Yes. Use induction. The case is obvious for 1x1 matrices. On the other hand, for (n+1)x(n+1) matrices, we can express A and L in block form as
$$
A =
\begin{bmatrix}
a && \mathbf 0^*\\
\mathbf 0 && A_-
\end{bmatrix}
$$
$$
L =
\begin{bmatrix}
x && \mathbf 0^*\\
\mathbf y && L_-
\end{bmatrix}
$$
where $A_-$ is n-by-n diagonal, x is nonzero and $L_-$ is n-by-n lower triangular with positive diagonal entries. Hence $L_-L_-^*$ is the Cholesky decomposition of an n-by-n symmetric positive definite matrix.
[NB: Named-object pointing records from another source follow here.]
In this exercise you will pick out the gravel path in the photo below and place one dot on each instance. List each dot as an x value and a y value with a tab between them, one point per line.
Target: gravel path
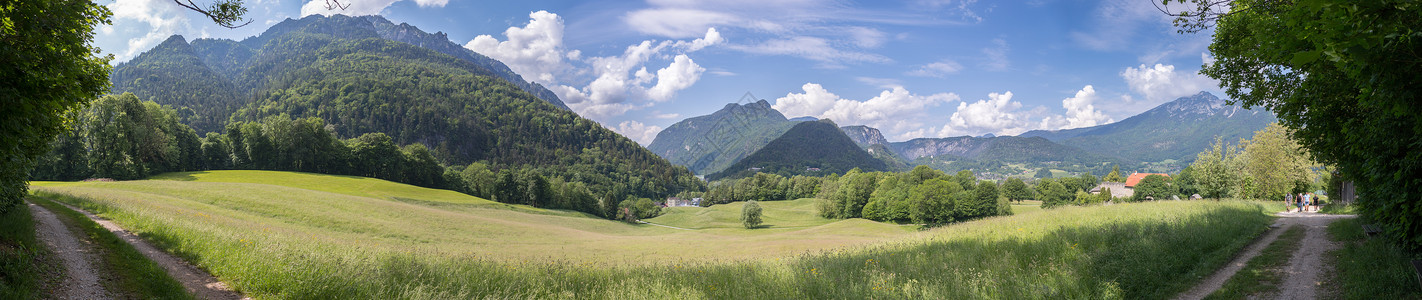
195	280
1304	272
1301	276
77	256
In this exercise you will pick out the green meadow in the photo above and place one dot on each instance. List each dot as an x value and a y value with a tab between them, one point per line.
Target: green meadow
285	235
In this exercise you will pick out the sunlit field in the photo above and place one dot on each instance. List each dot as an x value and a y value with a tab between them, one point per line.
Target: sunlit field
270	236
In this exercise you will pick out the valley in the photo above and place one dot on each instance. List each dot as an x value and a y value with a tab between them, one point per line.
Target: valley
366	238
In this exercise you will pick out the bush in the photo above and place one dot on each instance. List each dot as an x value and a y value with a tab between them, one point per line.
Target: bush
751	215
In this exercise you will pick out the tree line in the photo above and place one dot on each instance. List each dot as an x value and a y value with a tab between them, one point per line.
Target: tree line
922	195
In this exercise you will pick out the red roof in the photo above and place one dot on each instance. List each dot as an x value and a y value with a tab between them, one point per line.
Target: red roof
1135	178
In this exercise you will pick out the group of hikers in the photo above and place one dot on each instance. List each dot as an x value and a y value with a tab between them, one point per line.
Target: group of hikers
1301	202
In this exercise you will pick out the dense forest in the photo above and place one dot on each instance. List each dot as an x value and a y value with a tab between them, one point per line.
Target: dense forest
808	148
364	88
120	137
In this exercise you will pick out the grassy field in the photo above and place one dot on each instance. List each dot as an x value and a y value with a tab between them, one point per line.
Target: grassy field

Our induction hypothesis then tells us that if $A_-$ commutes with $L_- L_-^*$, then $A_-$ commutes with $L_-$. Now, given A commutes with $B = LL^*$, compute:
$$
ALL^* =
\begin{bmatrix}
ax^2 && ax\mathbf y^*\\
xA_-\mathbf y && A_-\mathbf y \mathbf y^* + A_-L_-L_-^*
\end{bmatrix}
$$
$$
LL^*A =
\begin{bmatrix}
ax^2 && x\mathbf y^* A_-\\
xa\mathbf y && \mathbf y \mathbf y^* A_- + L_-L_-^*A_-
\end{bmatrix}
$$
Setting these two matrices to be equal, then since x is nonzero, we find from the lower-left and upper-right that $A_-\mathbf y = a\mathbf y$ and $\mathbf y^*A_- = a \mathbf y^*$. So since the lower-right entries are equal, this implies that $A_-L_-L_-^* = L_-L_-^*A_-$. Hence, by the induction hypothesis, $A_-L_- = L_-A_-$. Finally,
$$
AL =
\begin{bmatrix}
ax && \mathbf 0^*\\
A_-\mathbf y && A_- L_-
\end{bmatrix}
$$
$$
LA =
\begin{bmatrix}
ax && \mathbf 0^*\\
a\mathbf y && L_- A_-
\end{bmatrix}
$$
Since we already found that $A_-\mathbf y = a\mathbf y$ and $A_-L_- = L_-A_-$, these two matrices are equal.